Oftentimes, nothing will appear to have happened when you execute the code to load a library. That’s because we haven’t used it for anything yet. Sometimes, it will give you a warning message, as is the case here. This warning is fine — it’s just telling us the different `tidyverse` packages being loaded (e.g., `ggplot2`, `tibble`, etc.), and is telling us that there are a couple of small conflicts. We don’t need to worry about these for now.

##### Package::function() notation

Going forward, I may refer to a function as follows: `readr::read_csv()`.

What this means is that we’ll use the `read_csv()` function that is part of the `readr` package.

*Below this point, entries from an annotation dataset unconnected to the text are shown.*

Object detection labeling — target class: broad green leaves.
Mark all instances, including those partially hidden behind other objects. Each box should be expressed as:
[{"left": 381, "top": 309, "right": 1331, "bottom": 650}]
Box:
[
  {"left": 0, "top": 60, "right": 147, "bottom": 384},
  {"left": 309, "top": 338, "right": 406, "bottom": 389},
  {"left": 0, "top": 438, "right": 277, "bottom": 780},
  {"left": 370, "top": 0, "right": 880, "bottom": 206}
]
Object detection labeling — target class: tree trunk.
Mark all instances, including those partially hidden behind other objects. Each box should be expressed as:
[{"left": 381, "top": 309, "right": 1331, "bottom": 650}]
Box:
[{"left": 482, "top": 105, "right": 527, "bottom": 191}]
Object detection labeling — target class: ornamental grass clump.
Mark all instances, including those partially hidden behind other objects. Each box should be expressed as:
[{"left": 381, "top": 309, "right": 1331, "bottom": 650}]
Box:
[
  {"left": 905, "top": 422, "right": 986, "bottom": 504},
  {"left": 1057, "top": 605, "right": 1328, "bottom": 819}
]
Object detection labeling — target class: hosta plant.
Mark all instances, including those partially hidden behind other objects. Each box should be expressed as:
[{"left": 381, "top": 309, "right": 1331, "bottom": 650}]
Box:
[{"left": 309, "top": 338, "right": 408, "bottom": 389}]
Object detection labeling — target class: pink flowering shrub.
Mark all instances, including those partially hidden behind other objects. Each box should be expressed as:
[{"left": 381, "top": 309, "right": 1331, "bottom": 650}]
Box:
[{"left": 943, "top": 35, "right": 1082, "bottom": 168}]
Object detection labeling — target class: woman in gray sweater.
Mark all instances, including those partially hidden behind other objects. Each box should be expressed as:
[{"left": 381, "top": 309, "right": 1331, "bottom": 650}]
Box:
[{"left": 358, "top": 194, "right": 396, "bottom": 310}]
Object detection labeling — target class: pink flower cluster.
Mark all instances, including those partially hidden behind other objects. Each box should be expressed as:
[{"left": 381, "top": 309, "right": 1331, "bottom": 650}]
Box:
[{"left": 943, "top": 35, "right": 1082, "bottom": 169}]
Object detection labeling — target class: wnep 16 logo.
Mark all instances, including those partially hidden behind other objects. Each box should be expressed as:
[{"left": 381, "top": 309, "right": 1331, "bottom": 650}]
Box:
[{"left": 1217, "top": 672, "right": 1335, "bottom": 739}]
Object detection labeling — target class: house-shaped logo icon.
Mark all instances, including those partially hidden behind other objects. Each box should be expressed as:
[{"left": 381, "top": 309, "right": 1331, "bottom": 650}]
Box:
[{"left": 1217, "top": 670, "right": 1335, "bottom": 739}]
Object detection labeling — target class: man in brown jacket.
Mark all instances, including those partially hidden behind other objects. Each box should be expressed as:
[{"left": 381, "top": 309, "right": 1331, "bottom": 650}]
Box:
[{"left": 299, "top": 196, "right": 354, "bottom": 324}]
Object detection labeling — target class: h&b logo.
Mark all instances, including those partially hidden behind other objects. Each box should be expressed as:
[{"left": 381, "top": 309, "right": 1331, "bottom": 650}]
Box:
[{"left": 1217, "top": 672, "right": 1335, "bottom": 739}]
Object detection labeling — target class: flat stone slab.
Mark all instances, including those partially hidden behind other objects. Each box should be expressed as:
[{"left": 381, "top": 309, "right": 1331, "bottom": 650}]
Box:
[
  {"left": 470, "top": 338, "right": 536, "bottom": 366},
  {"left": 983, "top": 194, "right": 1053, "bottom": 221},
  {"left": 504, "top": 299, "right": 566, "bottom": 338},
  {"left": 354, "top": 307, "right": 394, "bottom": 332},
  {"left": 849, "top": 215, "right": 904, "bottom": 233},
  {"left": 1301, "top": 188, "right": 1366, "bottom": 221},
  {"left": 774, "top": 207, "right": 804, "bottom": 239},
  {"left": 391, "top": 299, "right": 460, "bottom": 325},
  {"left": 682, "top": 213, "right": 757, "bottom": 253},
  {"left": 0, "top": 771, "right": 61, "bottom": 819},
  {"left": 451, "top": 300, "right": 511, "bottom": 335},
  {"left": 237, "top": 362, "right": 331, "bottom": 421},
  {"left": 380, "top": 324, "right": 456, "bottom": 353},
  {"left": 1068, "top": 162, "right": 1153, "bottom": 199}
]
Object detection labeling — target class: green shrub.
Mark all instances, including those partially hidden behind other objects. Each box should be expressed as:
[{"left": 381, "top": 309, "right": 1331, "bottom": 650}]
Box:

Put another way, without loading `readr` (by itself or through `tidyverse`), you won’t be able to access `read_csv()`.

This notation is also important because, sometimes, two different packages will use the same name for a function that does different things. (After all, anyone can create a package and do so without knowing the function names that others have used.) So, if I were to use the `read_csv()` function and I only loaded the `readr` package, R would reason that I want to use the function from `readr`. However, if I had also loaded a package called `another_csv_reader` that also had a function named `read_csv()`, R would simply call the function from the most recently loaded package.

If I want to explicitly tell R which package to load the function from, I would use the `package name::function()` notation in my code.